DDOT administers multiple shared vehicle permit programs including cars, electric bicycles and scooters.
The mopeds are not allowed on sidewalks, and riders will have to have a valid driver’s license and wear a helmet. According to Revel’s website, the mopeds will only go a max speed of 30 mph and you’re not allowed on highways or major bridges. When you park the scooter at the end of your ride, you’ll need to make sure it will be parked legally for the next 24 hours – not just until the next morning.
Revel’s operating hours for D.C. will be 5 a.m. until 12 a.m. and you also won’t be allowed to leave the designated service area.
The company doing the pilot program in D.C. launched last summer in NYC. Here in the nation's capital, they will operate 400 mopeds, according to their retweets.
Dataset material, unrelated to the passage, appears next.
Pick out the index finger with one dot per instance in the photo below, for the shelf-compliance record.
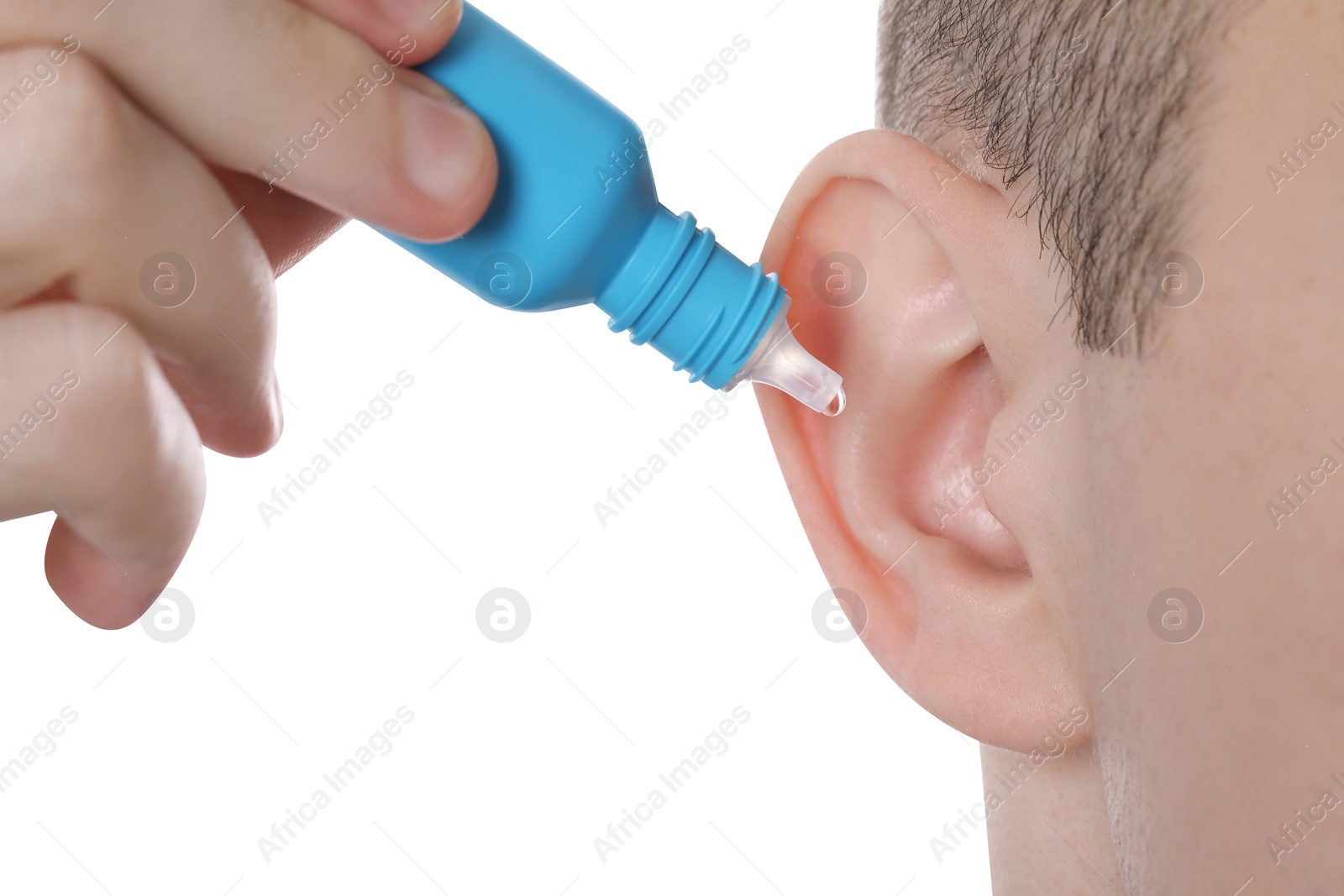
(277, 90)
Earlier this week, some D.C. residents with disabilities told WUSA9 they were worried about the mopeds making it harder for them to get around.
"When I heard the news … they were gonna start putting mopeds out it was like -- 'Oh God. What else are they gonna do?' Because that just makes it that much worse," Debbie Alves, who uses a walker to get around her Cleveland Park neighborhood said. "It's very frustrating because for me it's not -- walking is extremely difficult because of the medical condition I have.”
Another woman, Deborah Barnes, who uses a wheelchair and has low vision, said currently the dockless scooters parked on sidewalks force her to go out of her way.
"A lot of times the sidewalks are narrow and there's a scooter blocking me which means that I have to go all the way back to the beginning of the block, cross the street at the curb cut, and then come back down on the other side," Barnes said. “I had a nightmare about … mopeds. It's just another barrier."